Para Orquera, el desafío ya no pasa únicamente por habilitar la actividad, sino por garantizar que los beneficios económicos permanezcan en el territorio.

«El proyecto provincial es ambicioso y coincidimos con la decisión de que en La Rioja se trabaje la minería. En nuestra región está la mayor cantidad de proyectos», sostuvo.

El intendente aseguró que General Lamadrid viene preparándose desde hace dos años para ese escenario y explicó que el municipio priorizó programas de capacitación destinados a formar mano de obra especializada.

«La prioridad es el empleo de la gente y la segunda prioridad son los proveedores. Hace dos años que venimos trabajando para que cuando llegue la minería en serio nuestra gente esté capacitada», señaló.

Orquera también dejó una definición que sintetiza la expectativa de buena parte del oeste riojano.

«La salida y la transformación de la provincia es con la minería, para que la gente pueda vivir mucho mejor. Debemos prepararnos», afirmó.

Pero el planteo más directo estuvo vinculado al proyecto Vicuña, uno de los mayores desarrollos cupríferos del país, ubicado en San Juan sobre el límite con La Rioja.

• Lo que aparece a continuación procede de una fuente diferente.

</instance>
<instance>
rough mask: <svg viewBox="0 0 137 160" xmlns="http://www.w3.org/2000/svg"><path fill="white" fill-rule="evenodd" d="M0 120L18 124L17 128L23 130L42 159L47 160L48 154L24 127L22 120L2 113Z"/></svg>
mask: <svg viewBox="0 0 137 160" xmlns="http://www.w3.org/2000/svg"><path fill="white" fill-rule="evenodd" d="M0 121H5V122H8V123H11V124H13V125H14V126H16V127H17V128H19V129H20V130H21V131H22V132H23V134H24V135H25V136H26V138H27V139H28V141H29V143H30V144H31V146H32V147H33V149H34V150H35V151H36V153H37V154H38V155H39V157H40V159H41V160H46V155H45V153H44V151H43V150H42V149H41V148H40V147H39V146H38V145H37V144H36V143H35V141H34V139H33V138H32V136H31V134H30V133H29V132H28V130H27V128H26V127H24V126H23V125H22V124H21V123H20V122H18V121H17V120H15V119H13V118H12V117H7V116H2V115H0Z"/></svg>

Desde hace tiempo, los departamentos riojanos vecinos reclaman participar del movimiento económico que genera la operación, argumentando que gran parte de la logística utiliza infraestructura vial de la provincia sin dejar beneficios equivalentes.

«El conflicto con Vicuña nos permitió acercar las partes. Nuestro pedido es trabajo para la gente. Usan nuestros caminos y no nos dejan nada», cuestionó el intendente.

Según Orquera, el crecimiento previsto para el emprendimiento obliga a comenzar desde ahora una negociación que permita incorporar trabajadores y empresas riojanas a la cadena de valor.

«Vicuña es la empresa minera más importante de Argentina. En 2030 va a tener alrededor de 12.000 personas trabajando y ahí veremos el verdadero impacto», sostuvo.

El planteo del jefe comunal coincide con una discusión que empieza a instalarse dentro del propio oficialismo riojano: cómo garantizar que la minería no reproduzca un esquema de enclaves productivos donde la riqueza sale del territorio sin generar un efecto multiplicador sobre las economías locales.

Con esa lógica, los intendentes del oeste comenzaron a reclamar que la agenda minera no se limite a la exploración de los recursos, sino que incluya compromisos concretos en materia de empleo, capacitación, infraestructura y desarrollo de proveedores.

La discusión aparece en un momento clave para la estrategia de Quintela, que busca convertir a la minería en uno de los pilares del desarrollo económico provincial. El desafío político será demostrar que ese proceso puede traducirse en beneficios tangibles para las comunidades donde se encuentran los principales yacimientos y evitar que la expectativa inicial derive en nuevos conflictos territoriales.